Im Zentrum der Darstellung hier steht die Wirkung auf die Verhinderung der Zunahme von Beeinträchtigung in den Therapiestudien. Daneben soll auch die Schubfreiheit dargestellt werden. Für die aussagekräftigsten Studien haben wir eine graphische Darstellung über Figuren (sog. "Männchen") gewählt.

Der Therapieeffekt wird dann in absoluten Zahlen (als so genannte absolute Risikoreduktion) dargestellt. Für die Studien mit unsicherer Datenlage werden die Ergebnisse nur im Text erwähnt. Für MS-Therapiestudien wurden bislang sehr viele verschiedene so genannte Endpunkte untersucht. Zur besseren Ãœbersichtlichkeit werden in diesem Nachschlagewerk vor allem die folgenden dargestellt:

  • Patienten ohne Zunahme der Beeinträchtigung (auch Progressionsfreiheit genannt),
  • Patienten mit Schubfreiheit während der Studie.

Die graphische Darstellung der absoluten Risikoreduktion wird im Folgenden noch weiter erklärt. Sollte es einmal keine Daten zu dem entsprechenden Punkt geben, wird der entsprechende Teil mit dem Symbol "Ø" versehen.

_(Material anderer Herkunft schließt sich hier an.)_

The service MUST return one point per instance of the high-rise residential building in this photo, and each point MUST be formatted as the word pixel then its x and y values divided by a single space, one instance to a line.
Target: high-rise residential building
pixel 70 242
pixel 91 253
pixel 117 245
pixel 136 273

Darstellung der Wirkung von MS-Medikamenten

Zunahme der Behinderung

Bsp.: Wirkung von Dimethylfumarat zur Therapie der schubförmigen MS bezogen auf Patienten ohne Zunahme einer Beeinträchtigung

Der Balken insgesamt steht für 100 Patienten unter einer bestimmten Therapie in einer Studie. Hier wird die Hauptwirkung auf die Verhinderung der Behinderungszunahme dargestellt. Die Studienergebnisse werden zusammengefasst dargestellt. Männchen mit Gehstock werden für die Zunahme der Behinderung eingesetzt. Männchen mit Händen auf dem Rücken stehen für Stabilität auch ohne Therapie. Männchen mit erhobenem Daumen stehen für die Stabilität aufgrund der Therapie. Die Stabilität entspricht dem Nutzen der Therapie bezogen auf die Behinderungszunahme. Die tatsächliche Anzahl der Studienteilnehmer der dargestellten Studien wird auf eine feste Vergleichsgröße von 100 Patienten umgerechnet. Dargestellt werden:

  1. Patienten, die trotz eines Medikaments eine Zunahme der Behinderung erfahren,
  2. Patienten, die durch das Medikament bedingt keine Zunahme der Behinderung erfahren,
  3. Patienten, die auch ohne Medikament keine Zunahme der Behinderung erfahren hätten.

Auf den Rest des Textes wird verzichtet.